Solving Word Ladders With Graph Theory
Tags: Graph Theory Word Ladders Networkx
If you read the newspapers like me (yes, people still do that), you may have come across a “word ladder” in the puzzle section. It’s a simple little game where you are given two words (a start and an end) that have the same number of letters, and you have to progress your way up the ladder, changing one letter at a time in a fixed number of “hops” until the word equals the end word. What makes this game particularly challenging is that each “variation” of a word must be a valid word. In other words (see what I did there 😀), it must be found in a dictionary.
For example, if you were given the start word of “LION
” and the end word of “RAMP
”:
Start --> LION --> LIMN --> LIMP --> LAMP --> RAMP --> End
Word ladders are fun because they offer a perfect blend of challenge and creativity. They engage you by requiring you to change one letter at a time to form new words, making the process feel like a puzzle with multiple solutions. The best part of this is that word ladders can also be analysed through graph theory.
Each word can be considered a node, and an edge exists between two nodes if one word can be transformed into the other by changing just one letter and by computing the Hamming distance between words. This turns the game into a graph traversal problem, where the goal is to find the shortest path from the start word to the end word.
With the right tools and programming language, this is pretty easy to implement, and so that’s exactly what I did. But before we get to the code, there are a few terms worth familiarising ourselves with.
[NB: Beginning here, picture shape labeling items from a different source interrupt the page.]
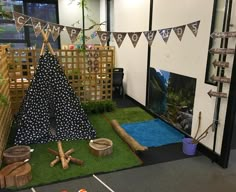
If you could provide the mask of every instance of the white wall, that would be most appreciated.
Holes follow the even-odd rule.
[[[151,54],[153,67],[196,78],[193,136],[198,127],[199,112],[202,113],[201,131],[203,131],[212,123],[215,108],[215,98],[210,98],[207,94],[211,89],[215,90],[215,87],[205,84],[213,0],[156,0],[153,10],[153,29],[176,27],[200,20],[197,37],[186,26],[180,42],[172,30],[168,43],[165,43],[160,35],[156,38]],[[222,127],[219,128],[219,132],[221,130]],[[213,139],[214,133],[210,130],[208,137],[202,142],[212,149]],[[221,140],[218,140],[217,152],[220,152],[220,146]]]
[[[147,0],[114,1],[114,31],[148,31],[149,3]],[[113,40],[113,45],[116,45]],[[143,35],[133,47],[128,35],[120,48],[116,47],[116,66],[125,69],[125,91],[136,101],[146,102],[147,41]]]
[[[197,79],[196,96],[194,100],[192,135],[198,126],[198,114],[201,111],[200,133],[213,122],[215,98],[207,94],[216,87],[205,84],[205,73],[210,39],[210,28],[213,11],[213,0],[154,0],[153,30],[176,27],[200,20],[197,37],[186,26],[182,41],[172,30],[168,43],[165,43],[159,33],[152,45],[151,66],[169,72]],[[119,0],[114,1],[114,31],[138,32],[148,30],[149,1]],[[115,45],[115,43],[114,43]],[[129,39],[124,40],[120,48],[116,48],[116,64],[125,69],[126,93],[145,105],[146,73],[147,73],[147,42],[143,35],[136,48]],[[229,86],[224,86],[228,91]],[[216,152],[220,154],[227,99],[223,99],[220,109],[220,124],[218,126]],[[213,148],[214,132],[201,142],[208,148]]]
[[[80,0],[73,1],[72,3],[69,2],[70,1],[68,0],[58,0],[59,24],[65,26],[72,26],[72,24],[76,23],[75,27],[82,28],[82,9],[78,5],[78,2],[80,2]],[[100,1],[89,0],[88,7],[88,10],[85,9],[85,28],[88,28],[93,25],[88,20],[88,16],[91,17],[91,19],[95,20],[97,23],[100,23]],[[79,21],[79,23],[77,23],[77,21]],[[94,30],[86,31],[86,35],[89,36],[92,32],[94,32]],[[60,37],[61,45],[71,44],[71,41],[66,31],[63,31]],[[95,38],[93,40],[89,40],[87,43],[97,44],[99,43],[99,39]]]

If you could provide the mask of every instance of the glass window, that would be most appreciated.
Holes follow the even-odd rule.
[[[12,11],[25,15],[58,23],[57,1],[51,0],[46,3],[42,0],[5,0],[0,2],[0,43],[11,43],[17,48],[42,46],[42,36],[35,36],[32,27],[23,27],[16,31]],[[54,42],[49,39],[53,48],[59,48],[59,38]]]
[[[36,17],[38,19],[42,19],[44,21],[49,21],[52,23],[58,23],[57,19],[57,5],[56,4],[48,4],[48,3],[27,3],[26,11],[28,16]],[[42,46],[42,36],[35,36],[34,30],[32,27],[29,27],[30,34],[30,46],[36,46],[39,48]],[[53,48],[58,48],[59,40],[57,39],[55,42],[52,38],[49,37],[49,42]]]

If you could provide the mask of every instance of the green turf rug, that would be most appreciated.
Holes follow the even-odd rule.
[[[113,153],[105,157],[96,157],[89,151],[89,141],[62,141],[64,151],[74,148],[72,157],[84,161],[83,166],[73,163],[69,168],[63,170],[61,163],[50,167],[50,162],[55,156],[48,152],[48,148],[57,150],[57,143],[30,145],[34,152],[31,154],[30,164],[32,166],[32,180],[22,188],[46,185],[73,178],[91,175],[94,173],[111,172],[139,166],[141,160],[131,151],[129,146],[116,134],[107,119],[116,119],[121,123],[149,120],[152,117],[138,107],[117,109],[114,112],[103,115],[90,115],[89,119],[97,131],[97,138],[105,137],[113,141]]]

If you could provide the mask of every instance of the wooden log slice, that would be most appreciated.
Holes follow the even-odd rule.
[[[98,138],[89,142],[92,154],[102,157],[110,155],[113,151],[113,142],[107,138]]]
[[[31,165],[25,162],[15,162],[0,171],[1,188],[20,187],[32,179]]]
[[[13,146],[3,152],[3,162],[5,164],[24,161],[26,159],[30,159],[30,147],[26,145]]]

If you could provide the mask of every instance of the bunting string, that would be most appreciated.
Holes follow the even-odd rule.
[[[64,25],[47,22],[38,18],[30,17],[22,13],[15,12],[15,11],[13,12],[13,16],[15,20],[16,30],[18,32],[24,26],[31,25],[34,29],[35,36],[37,37],[41,33],[42,30],[50,29],[53,41],[56,41],[60,33],[63,30],[66,30],[71,42],[75,43],[77,41],[77,37],[79,33],[82,30],[81,28],[64,26]],[[199,26],[200,26],[200,20],[188,23],[186,25],[180,25],[180,26],[169,27],[169,28],[164,28],[164,29],[159,29],[159,30],[152,30],[152,31],[143,31],[143,32],[110,32],[110,31],[98,30],[98,31],[93,32],[90,35],[90,38],[94,39],[95,37],[98,36],[101,44],[105,46],[106,43],[110,40],[111,35],[113,35],[117,46],[120,48],[126,35],[128,34],[128,37],[133,47],[135,48],[142,34],[144,34],[149,46],[152,45],[157,32],[159,32],[160,36],[162,37],[165,43],[168,42],[172,30],[174,31],[179,41],[181,41],[186,31],[186,26],[190,29],[193,36],[197,37]]]

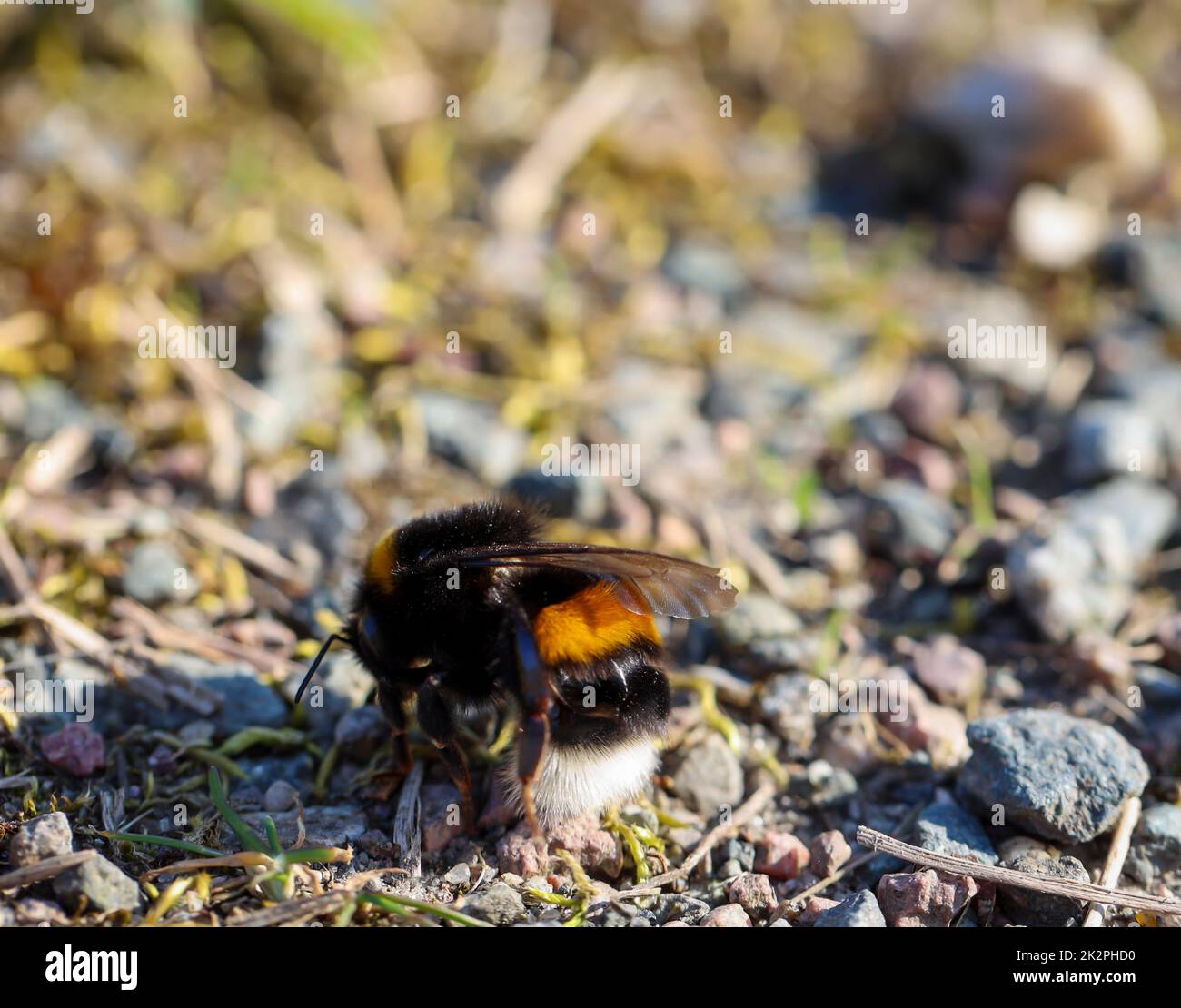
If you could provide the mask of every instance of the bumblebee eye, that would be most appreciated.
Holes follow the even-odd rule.
[[[380,654],[380,649],[378,648],[379,640],[380,631],[377,626],[377,620],[373,618],[372,613],[366,613],[360,620],[357,621],[357,643],[365,653],[365,657],[377,657],[377,655]]]

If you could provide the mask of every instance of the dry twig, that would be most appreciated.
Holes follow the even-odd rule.
[[[868,826],[857,826],[857,843],[863,847],[885,851],[888,855],[926,865],[950,875],[966,875],[983,878],[986,882],[999,882],[1018,889],[1032,889],[1036,892],[1049,892],[1055,896],[1066,896],[1071,899],[1109,903],[1114,906],[1131,906],[1135,910],[1150,910],[1154,914],[1181,915],[1181,899],[1162,899],[1159,896],[1142,896],[1138,892],[1123,892],[1118,889],[1104,889],[1089,882],[1069,882],[1063,878],[1045,878],[1011,868],[994,868],[970,858],[937,855],[922,847],[903,844],[886,833],[879,833]]]

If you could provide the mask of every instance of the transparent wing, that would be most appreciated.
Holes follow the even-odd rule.
[[[469,567],[531,567],[573,570],[615,584],[631,611],[696,620],[733,608],[738,593],[719,570],[687,559],[582,543],[528,543],[492,546],[458,559]]]

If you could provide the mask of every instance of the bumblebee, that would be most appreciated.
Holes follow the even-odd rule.
[[[733,607],[722,572],[640,550],[537,542],[539,512],[504,502],[417,518],[373,548],[334,640],[377,680],[398,768],[411,764],[405,703],[438,750],[475,829],[463,718],[515,709],[504,773],[535,837],[648,783],[668,716],[657,615]]]

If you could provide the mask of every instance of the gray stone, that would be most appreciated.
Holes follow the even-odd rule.
[[[110,914],[137,910],[143,898],[133,878],[104,857],[91,858],[53,879],[53,895],[71,912],[84,906]]]
[[[1133,404],[1115,399],[1079,406],[1070,421],[1066,447],[1066,467],[1082,480],[1128,472],[1154,477],[1164,464],[1155,420]],[[1138,469],[1130,470],[1134,460]]]
[[[472,896],[464,911],[502,927],[516,924],[529,916],[521,894],[503,882],[492,883],[488,889]]]
[[[443,881],[448,885],[466,885],[471,882],[471,865],[466,862],[459,862],[443,876]]]
[[[442,392],[416,397],[430,449],[500,486],[521,465],[528,438],[524,431],[503,424],[496,410]]]
[[[348,711],[337,722],[333,739],[342,755],[365,762],[381,742],[390,738],[390,722],[371,706]]]
[[[694,746],[673,771],[672,788],[703,816],[717,816],[722,806],[742,801],[743,773],[738,758],[717,734]]]
[[[885,928],[886,917],[877,905],[877,897],[868,889],[862,889],[821,914],[813,927]]]
[[[144,606],[158,606],[190,598],[196,591],[193,578],[185,575],[177,588],[177,570],[184,569],[181,555],[168,543],[141,543],[131,552],[123,571],[123,590]]]
[[[299,798],[299,791],[286,780],[276,780],[262,796],[262,807],[267,812],[286,812]]]
[[[934,801],[919,813],[915,823],[919,846],[951,857],[968,857],[981,864],[997,864],[1000,858],[992,840],[974,816],[954,801]]]
[[[1078,858],[1048,858],[1038,855],[1022,855],[1005,868],[1040,875],[1045,878],[1065,878],[1072,882],[1090,882],[1087,869]],[[1083,916],[1083,901],[1069,896],[1055,896],[1016,885],[998,885],[997,902],[1014,924],[1027,928],[1065,928]]]
[[[877,487],[868,516],[868,537],[899,563],[937,559],[955,535],[955,511],[915,483],[887,479]]]
[[[1176,521],[1176,497],[1125,476],[1071,498],[1046,526],[1010,548],[1022,608],[1053,641],[1110,631],[1128,613],[1140,567]]]
[[[968,725],[972,757],[958,788],[970,806],[1059,843],[1105,832],[1124,800],[1148,783],[1148,766],[1113,728],[1056,711],[1014,711]]]
[[[1150,865],[1148,872],[1174,871],[1181,868],[1181,807],[1154,805],[1147,809],[1136,824],[1134,857]]]
[[[242,816],[247,825],[260,837],[266,836],[266,812],[247,812]],[[285,847],[295,846],[299,839],[299,812],[275,812],[270,814]],[[346,847],[368,829],[365,813],[354,805],[315,805],[304,810],[305,847]],[[222,831],[222,838],[227,839]],[[234,838],[236,840],[236,837]]]
[[[8,844],[8,863],[25,868],[73,850],[73,832],[64,812],[50,812],[25,823]]]
[[[746,274],[733,253],[720,244],[684,241],[668,253],[665,273],[683,287],[732,297],[746,287]]]
[[[790,637],[803,623],[782,602],[757,591],[743,591],[735,608],[717,618],[718,631],[732,647],[750,647],[752,641]]]
[[[710,912],[710,904],[704,899],[685,896],[678,892],[663,892],[655,899],[657,922],[666,924],[670,921],[680,921],[685,924],[697,924]]]
[[[259,674],[252,666],[244,662],[216,663],[180,653],[169,655],[168,663],[196,685],[218,695],[221,706],[210,720],[221,734],[231,735],[254,727],[281,728],[287,724],[287,703],[274,689],[259,681]],[[183,708],[167,712],[162,725],[175,722],[175,727],[180,728],[191,716],[191,712]]]

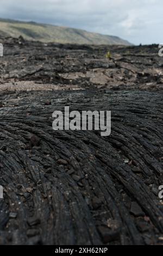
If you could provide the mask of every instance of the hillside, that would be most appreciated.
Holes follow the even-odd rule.
[[[22,35],[27,40],[39,40],[44,43],[130,45],[127,41],[117,37],[65,27],[2,19],[0,19],[0,34],[16,38]]]
[[[162,245],[158,46],[1,41],[0,245]],[[53,130],[65,106],[111,111],[110,136]]]

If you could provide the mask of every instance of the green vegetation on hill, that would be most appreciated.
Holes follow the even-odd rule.
[[[44,43],[130,45],[127,41],[117,37],[65,27],[2,19],[0,19],[0,35],[16,38],[22,35],[27,40]]]

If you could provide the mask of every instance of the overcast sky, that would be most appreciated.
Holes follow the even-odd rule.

What is graph theory? Graph theory is a branch of mathematics that studies graphs, which are structures made up of nodes (vertices) and edges (connections between nodes). It focuses on the relationships between these nodes and explores problems like finding the shortest path between two nodes, determining connectivity, or optimising routes.
What is a Hamming distance? Hamming distance is a measure of how different two strings (usually binary or text) are by counting the number of positions at which the corresponding characters or bits are different. For example, the Hamming distance between “LAMP
” and “RAMP
” is 1, because they differ in only one position.
I used networkx
- an awesome Python library for building and studying complex networks and graphs (check out “NetworkX for Beginners”) - along with requests
to gather my word list from a remote source.
import networkx as nx
import requests
from itertools import combinations
r = requests.get("https://raw.githubusercontent.com/melissa-perez/cs2a-mastermind-final-project/refs/heads/master/4-letter-words.txt")
words = r.text.split("\n")
With our word list defined, we need to define our Hamming distance function:
def hamming(w1, w2):
l1, l2 = len(w1), len(w2)
if l1 != l2:
return -1
return l1 - sum([c1 == c2 for c1, c2 in zip(w1, w2)])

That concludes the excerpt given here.